Abbott's Dairy thrived in the mid-Atlantic United States well into the twentieth century; in 1960 it merged with Fairmount Foods of Omaha, Nebraska. Today, Tide Mill Farm, where the dairy first started, remains the property of the founder's great great grandson, George Abbott and his son, James E. Abbott. 
Like much of the marsh in Salem County, that surrounding Tide Mill Farm has returned to wetlands. Many of the farms along the Salem Creek lost their battle against nature during World War I. At the time, muskrat pelts were more valuable than the herd seed, salt hay, and other crops grown there. As a result, some of the farmers broke their banks and allowed the meadows to flood. 
For the farmers who wanted to preserve their reclaimed land, it was only a matter of time before they could no longer afford to do so. When some of the banks broke, the path of the water changed and eroded those that were left. This, along with the construction by DuPont, Inc., of a dam and canal between the Delaware and Salem rivers in the northern portion of Lower Penn's Neck Township to power their powder works, ended the meadow companies on both sides of the Salem River; the watershed from the commercial projects was too much for the banks to withstand. 
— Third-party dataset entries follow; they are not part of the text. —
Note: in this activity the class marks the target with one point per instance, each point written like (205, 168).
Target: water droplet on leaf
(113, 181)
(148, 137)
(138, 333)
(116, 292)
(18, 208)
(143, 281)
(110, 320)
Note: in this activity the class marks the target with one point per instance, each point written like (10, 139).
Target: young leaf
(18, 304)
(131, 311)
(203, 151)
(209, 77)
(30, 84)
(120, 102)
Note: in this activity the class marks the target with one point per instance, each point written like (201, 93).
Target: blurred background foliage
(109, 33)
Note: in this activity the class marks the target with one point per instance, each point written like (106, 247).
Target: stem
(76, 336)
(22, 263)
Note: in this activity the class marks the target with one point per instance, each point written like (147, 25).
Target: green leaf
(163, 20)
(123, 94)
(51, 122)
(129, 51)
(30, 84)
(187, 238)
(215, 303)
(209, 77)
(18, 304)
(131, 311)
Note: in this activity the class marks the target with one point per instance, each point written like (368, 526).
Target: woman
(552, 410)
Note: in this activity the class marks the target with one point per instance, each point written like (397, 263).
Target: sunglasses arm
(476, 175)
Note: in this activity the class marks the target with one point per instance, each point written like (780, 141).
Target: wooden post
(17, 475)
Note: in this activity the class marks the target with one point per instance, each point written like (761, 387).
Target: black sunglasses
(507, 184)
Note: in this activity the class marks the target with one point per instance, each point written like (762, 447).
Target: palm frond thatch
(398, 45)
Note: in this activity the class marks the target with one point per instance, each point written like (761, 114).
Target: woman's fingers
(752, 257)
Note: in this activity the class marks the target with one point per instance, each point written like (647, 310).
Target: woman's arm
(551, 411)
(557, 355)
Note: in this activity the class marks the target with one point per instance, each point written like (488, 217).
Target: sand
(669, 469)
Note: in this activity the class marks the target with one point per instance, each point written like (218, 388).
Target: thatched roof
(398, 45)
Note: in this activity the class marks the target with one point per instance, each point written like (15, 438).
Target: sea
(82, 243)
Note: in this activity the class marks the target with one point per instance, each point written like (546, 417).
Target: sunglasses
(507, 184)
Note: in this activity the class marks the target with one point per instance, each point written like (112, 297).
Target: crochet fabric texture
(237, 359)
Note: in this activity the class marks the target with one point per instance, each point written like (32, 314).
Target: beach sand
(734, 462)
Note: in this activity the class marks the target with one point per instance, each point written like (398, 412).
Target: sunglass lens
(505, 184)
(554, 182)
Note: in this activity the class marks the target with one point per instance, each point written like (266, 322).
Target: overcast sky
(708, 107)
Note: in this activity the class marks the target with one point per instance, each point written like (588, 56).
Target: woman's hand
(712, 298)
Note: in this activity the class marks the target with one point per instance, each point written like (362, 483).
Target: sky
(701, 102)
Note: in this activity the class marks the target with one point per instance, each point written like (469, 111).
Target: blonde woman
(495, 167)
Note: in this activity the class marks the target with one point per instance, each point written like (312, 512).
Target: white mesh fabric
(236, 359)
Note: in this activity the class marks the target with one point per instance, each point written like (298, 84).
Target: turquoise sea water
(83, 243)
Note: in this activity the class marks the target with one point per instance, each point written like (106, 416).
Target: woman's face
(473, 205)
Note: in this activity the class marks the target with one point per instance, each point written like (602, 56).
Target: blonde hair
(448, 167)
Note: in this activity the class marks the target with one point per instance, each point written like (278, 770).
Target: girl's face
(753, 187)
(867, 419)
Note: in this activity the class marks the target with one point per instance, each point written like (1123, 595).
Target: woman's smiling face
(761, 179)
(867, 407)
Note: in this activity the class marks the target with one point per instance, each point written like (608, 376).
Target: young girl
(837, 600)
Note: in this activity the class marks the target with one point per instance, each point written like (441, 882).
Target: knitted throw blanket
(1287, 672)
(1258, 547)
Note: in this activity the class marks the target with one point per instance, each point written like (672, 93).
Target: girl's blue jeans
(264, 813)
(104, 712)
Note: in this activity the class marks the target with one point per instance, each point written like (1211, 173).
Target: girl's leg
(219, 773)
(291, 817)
The demise of other meadow companies in Salem, Cumberland, and Cape May counties came from the lack of cooperation among the farmers as well as a lack of funds. During their time, however, meadow companies were numerous. In Salem County, meadow companies reclaimed marshland along the Salem River, Oldman's Creek, Stow Creek, Baulger Creek, Alloways Creek, Mad Horse Creek, Hope Creek, and Fenwick Creek. Some of the old banks that protected the City of Salem from the tides can still be seen in Fenwick Creek.
In Cumberland County meadow companies utilized land along the Cohansey and Maurice rivers, Oronocon Creek, Ogdens Creek, Cedar Creek, Stow Creek, and Nantuxent Creek. Similarly, in Cape May County they improved land along Will's Creek, East Creek, Dennis Creek, Cedar Swamp Creek, West Creek, Goshen Creek and Sluice Creek. Today only a handful of active meadow companies exist. In Salem County there is the West Branch of Stow Creek Meadow Company, Silver Lake Meadow Company, and the Town Bank Meadow Company. In Cumberland County there is the Greenwich Bank Company. Established in 1806, the banks of this company, when intact, protected the meadows on the northwest side of Greenwich from inundation by the tidal waters of the Cohansey River. Unfortunately, the bank broke in 1989, flooding the meadows and, on occasional high tides, the adjoining roads. Repairs will be made, however, with funding by the state and local governments. 
Like so many nineteenth-century institutions, meadow companies could not compete with the industrialization and mechanization of the twentieth century. With the increased use of gas-powered vehicles and farming equipment, the need for horses and cattle diminished. As a result, crops harvested from the marshlands were no longer needed. In rare instances where the meadow banks protected roads as well as farmland, the meadow companies have continued to exist. More often, the state or county will maintain banks that protect roadways while ignoring the adjacent farmland.